Asymmetric charge movement in contracting muscle fibres in the rabbit. Academic Article uri icon


  • The Vaseline-gap technique was used to record asymmetric charge movement in small segments of muscle fibres from the white sternomastoid or the soleus muscle of the rabbit. At 22 degrees C, non-linear ionic currents (Na+, K+, Cl-, Ca2+) were virtually eliminated for potential steps to 0 mV or below by specific blocking agents or ion substitution. A Boltzmann fit of charge movement (Q) vs. potential (V) produced the mean values Qmax = 15.2 nC/microF, V = -26.8 mV and k = 15.3 mV for twenty-three sternomastoid fibres, and 4.8 nC/microF, -32 mV and 13.7 mV for seven soleus fibres. Qmax for the sternomastoid fibres was similar to that for other fast-twitch fibres when normalized by surface area rather than capacitance. Using a 55 ms step, the mean threshold potential (Vth) for contraction in twenty-eight fibres was -25.9 (+/- 2.9) mV (+/- S.E. of mean), and the mean amount of charge moved (qth) at the threshold potential was 8.5 (+/- 0.4) nC/microF. In some contracting fibres, a component of charge movement was observed which was analogous to q gamma in amphibian muscle in its time course and potential dependence.

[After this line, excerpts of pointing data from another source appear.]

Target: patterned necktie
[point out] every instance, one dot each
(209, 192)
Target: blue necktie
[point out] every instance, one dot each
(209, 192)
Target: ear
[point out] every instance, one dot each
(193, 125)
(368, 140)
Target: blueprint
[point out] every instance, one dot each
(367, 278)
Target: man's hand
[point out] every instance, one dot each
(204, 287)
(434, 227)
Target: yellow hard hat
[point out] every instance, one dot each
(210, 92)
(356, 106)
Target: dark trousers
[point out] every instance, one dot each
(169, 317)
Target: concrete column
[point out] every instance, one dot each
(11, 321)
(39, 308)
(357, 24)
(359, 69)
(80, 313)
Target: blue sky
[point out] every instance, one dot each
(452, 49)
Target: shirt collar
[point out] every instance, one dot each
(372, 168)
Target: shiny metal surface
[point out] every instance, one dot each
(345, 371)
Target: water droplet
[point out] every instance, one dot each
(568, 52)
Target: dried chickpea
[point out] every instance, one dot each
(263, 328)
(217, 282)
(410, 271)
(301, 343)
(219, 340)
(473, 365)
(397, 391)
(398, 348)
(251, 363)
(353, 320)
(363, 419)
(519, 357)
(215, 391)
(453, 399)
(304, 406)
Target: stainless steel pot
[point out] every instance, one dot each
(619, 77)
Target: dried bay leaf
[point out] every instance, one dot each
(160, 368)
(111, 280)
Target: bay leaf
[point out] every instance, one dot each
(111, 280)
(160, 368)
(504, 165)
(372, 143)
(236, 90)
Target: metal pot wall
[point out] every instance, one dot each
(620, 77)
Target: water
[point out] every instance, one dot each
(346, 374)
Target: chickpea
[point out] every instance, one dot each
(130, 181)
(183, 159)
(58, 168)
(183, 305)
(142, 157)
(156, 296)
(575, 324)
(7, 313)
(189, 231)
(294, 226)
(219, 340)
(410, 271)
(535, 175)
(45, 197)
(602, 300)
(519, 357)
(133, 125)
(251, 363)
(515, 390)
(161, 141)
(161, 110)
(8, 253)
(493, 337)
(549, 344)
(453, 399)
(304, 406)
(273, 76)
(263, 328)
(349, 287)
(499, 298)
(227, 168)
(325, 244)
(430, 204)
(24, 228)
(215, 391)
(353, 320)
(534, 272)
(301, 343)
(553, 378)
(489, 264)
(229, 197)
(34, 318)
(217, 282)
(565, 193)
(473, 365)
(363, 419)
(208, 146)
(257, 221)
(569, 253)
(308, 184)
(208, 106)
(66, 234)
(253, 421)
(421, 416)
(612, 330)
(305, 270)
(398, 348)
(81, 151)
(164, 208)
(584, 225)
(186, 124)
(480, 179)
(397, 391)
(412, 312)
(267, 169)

Addition of 80 mM-sucrose to the external solution increased the speed of both the asymmetric charge movement and the charging of the linear capacitance of each fibre. The effect was reversible. A clear relation between the time course of these two parameters was established, and this strongly indicated that the majority of the asymmetric charge was located in the transverse tubular system or beyond. Moreover, it was shown that at 22 degrees C nearly all asymmetric charge moved in less than 0.5 ms after depolarization of the T-system. Sucrose in the external solution affected the Q vs. V relation, steepening the curve and shifting it to more negative potentials, as well as slightly increasing Qmax. The actions of sucrose strongly suggest that it effectively dilates and/or shortens the transverse tubular system, probably by osmotic effects.